Oguz Kaan Kısa · Feb. 10, 2021
Georgia is still an unknown place to many. Those who have come to Georgia remember the country's charm, beauty and hospitality. Situated in the middle of Europe and Asia, this small country occupies many places among ancient cities, UNESCO World Heritage Sites, snowy mountains, lush nature and delicious wines. And if you're among those who haven't visited this jewel of the Caucasus, here are some interesting facts you should know.
Georgians call their country Sakartvelo. Although it is not known where the country's English name came from, there is a theory that could explain it. St. George is believed to be the patron saint of Georgia and hence the name may have been carried out by Christian reformers in the Middle Ages.
An archaeological discovery at Dmanisi found the oldest human skulls in the Caucasus and suggested that a man from Africa traveled to Europe via Georgia. The 1.8 million-year-old skulls are the remains of a few Georgian people named Zezva and Mzia. Undoubtedly, Georgia is the homeland of the first European.

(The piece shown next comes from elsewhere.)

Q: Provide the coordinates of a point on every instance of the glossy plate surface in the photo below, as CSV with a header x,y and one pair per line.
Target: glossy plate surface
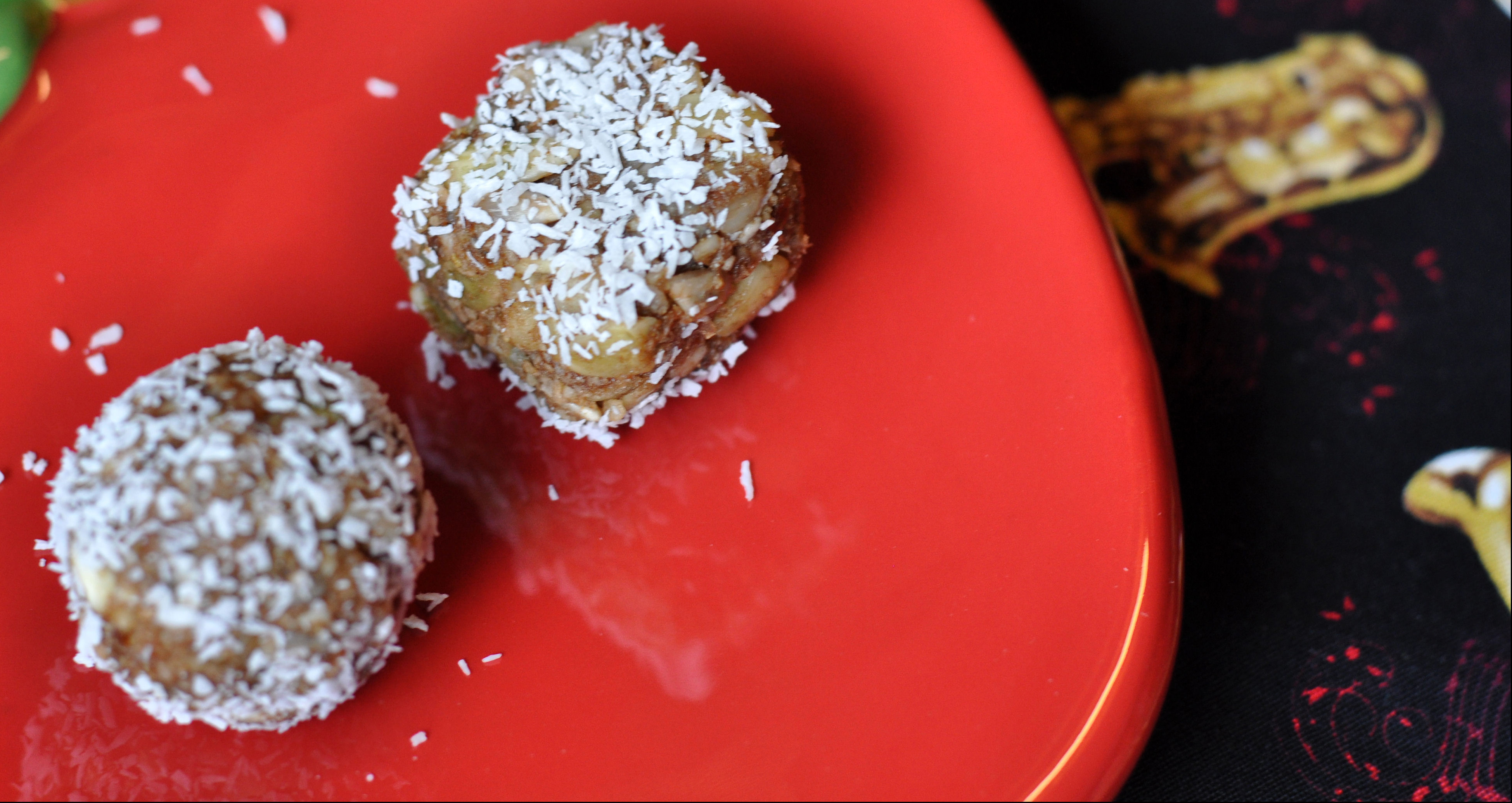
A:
x,y
961,572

Georgia has been producing wine for at least 8,000 years and is considered the birthplace of this drink. The production of wine was accidental. Grape juice is poured into a shallow pit and buried in the ground, turning it into wine. UNESCO listed the traditional Georgian method of winemaking. Qvevri - List of Intangible Cultural Heritage of Humanity.
Among the 14 unique languages of the world is the Georgian language and its own alphabet. The Georgian alphabet was three different languages in its existence - Nuskhuri, Asomtavruli and Mkhedruli. The one that Georgians use today is the second one and has 33 letters.
Georgia has 12 different climate zones, from subtropical to alpine and semi-deserts, and has 49 soil types. This makes Georgia one of the most ecologically diverse countries in the world. Additionally, many of the most exciting animals such as leopards, lynxes, and bears are found in the country's dense forests.
There are three cultural centers that are listed as UNESCO's World Heritage sites: an ancient city and its former capital Mtskheta, the enormous cathedral complex Gelati Monastery and the mountainous area of Upper Svaneti, 15 other sites are on a tentative list.
Bochorna and Ushguli villages are Europe's highest permanent settlements at altitudes of 2,345 and 2,100 meters above sea level, respectively. Both are mountainous regions where the summer is short and the winter is snowy and airy.
"Chakrulo", a Georgian folk song often sung at festivals and celebrations, was sent into space on the spacecraft Voyager. The Golden Record has 116 images, different natural sounds, traditional music from various countries and speech in 59 languages, one of which is Chakrulo.
Mtskheta and Kutaisi, both former capitals of Georgia, are among the 16 oldest cities in Europe. Located in western Georgia, Kutaisi was the capital of the Kingdom of Colchis, the ancient region of the southern Caucasus where people lived in the second millennium BC. Compared to Kutaisi, Mtskheta is not old and was founded 3,000 years ago.
Georgia is known for its choral folk music, which attracted UNESCO's attention, which was listed on the 2008 Intangible Cultural Heritage of Humanity. There are three different types of polyphony: the complex common in Svaneti contrasted with polyphonic dialogue on a bass background known in eastern Georgia and a common three-piece improvised piece in the west.
The Jewish community in Georgia is one of the oldest communities in the world. It was divided into two groups - Georgian Jews lived here for 2,600 years, while Ashkenazi Jews arrived in the 19th century.
Gorgeous views, and wide open slopes make Georgia's ski resort Gudauri a perfect destination for paragliding and skiing lovers. Gudauri is a promising ski resort without the crowd of other European resorts. And even if you're not an adrenaline junkie, Gudauri still offers great slopes for skiers and snowboarders.